Thousands of admitted students chose not to attend GW this year, and the University’s first-ever enrollment manager is trying to understand why.
Laurie Koehler is laying out GW’s data-driven recruitment strategy as rising tuition costs and sluggish selectivity complicates the admissions cycle even further. She was hired this summer to bring together the offices of financial aid, admissions and the registrar’s office for the first time.
With college admissions more competitive than ever, GW is joining dozens of colleges that have tapped a top official to oversee all the parts of that process.
“We can’t look at [enrollment] in these little boxes anymore, of undergraduate admissions and financial aid and registrar,” Koehler said. “We need to think about it more holistically.”
To keep GW ahead of the curve, Koehler is collecting data to better understand what applicants want, from hands-on learning opportunities to the impact of financial aid options.
Within the next two years, the University will record every email, phone and in-person interaction that it has with prospective students through pricey, high-tech software. The technology will also draw connections between admissions and financial aid information.
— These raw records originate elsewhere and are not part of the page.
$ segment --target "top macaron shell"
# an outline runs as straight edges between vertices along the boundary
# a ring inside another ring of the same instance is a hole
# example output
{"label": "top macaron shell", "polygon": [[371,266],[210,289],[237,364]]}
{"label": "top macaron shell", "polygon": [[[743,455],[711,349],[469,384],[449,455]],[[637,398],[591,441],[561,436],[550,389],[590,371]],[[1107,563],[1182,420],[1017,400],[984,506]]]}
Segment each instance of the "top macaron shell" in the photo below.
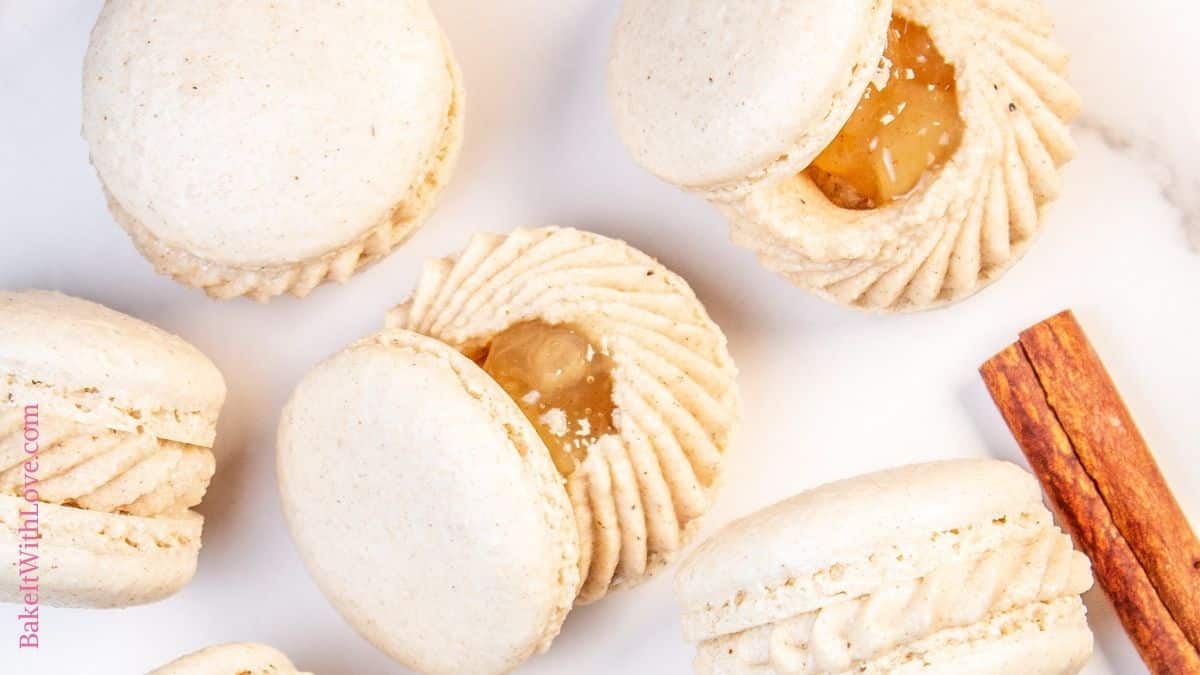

“If we lay this foundation, then we’re able to make good decisions about tactics and strategies because they’ll be decisions that are rooted in data, not just in, ‘This is what we’ve done’ or, ‘I think this works,’” Koehler said.
She declined to provide the cost of the software but called it “not inexpensive” and said it would be a time-intensive project.
Koehler is taking the reins after years of creeping application numbers and a stagnant acceptance rate. Over the last three years, applications are up just 2 percent and the University’s admit rate hovers around 33 percent.
Her arrival marks a new era for the admissions office, which saw its top leader, Kathryn Napper, abruptly retire last year after she oversaw class-rank reporting errors that led to GW’s unranking.
Koehler’s work isn’t just about the numbers. The strategy will look to not only help bring students into Foggy Bottom, but also to keep them there.
Nearly 90 percent of students who entered GW in 2010 stayed at GW from their sophomore year to their junior year. That figure was 94 percent for students’ freshman to sophomore years – and while this figure is on par with peer institutions, Koehler is meeting with deans and student life administrators and looking to gather more data to understand why students transfer out.
“Retention, in my mind, like recruitment, is everyone’s responsibility at this University,” Koehler said, adding that professors, students and staff of all levels can drive students to stay in Foggy Bottom or transfer out.
Colleges across the country are increasingly letting data drive the conversations, according to a top official with the Association of American Colleges and Universities. Susan Albertine, vice president of diversity, equity and student success, said colleges are shifting away from the mindset that “you just let students in and then see what happens to them.”
For example, data can give colleges more insight into the pressures and circumstances that can burden underrepresented populations like low-income students, Albertine said.
Director of Undergraduate Admissions Karen Felton said the approach could help GW focus on specific populations such as transfer students.
Terri Harris Reed, who leads GW’s diversity efforts, said she also hopes she can focus more on retention.
“The work around enrollment management is that you inform your admissions practices based on what you know happens to students when they get to your institution,” Reed said. “And so, right now we are saying do we even capture the data to answer that question.”
This post was updated Oct. 1, 2013 at 5:39 p.m. to reflect the following:
Correction appended
Due to an editing error, The Hatchet incorrectly reported that 1,500 students chose not to attend GW last year. Thousands more chose not to attend in fact, but 1,500 students responded to a sample survey explaining why they did not attend.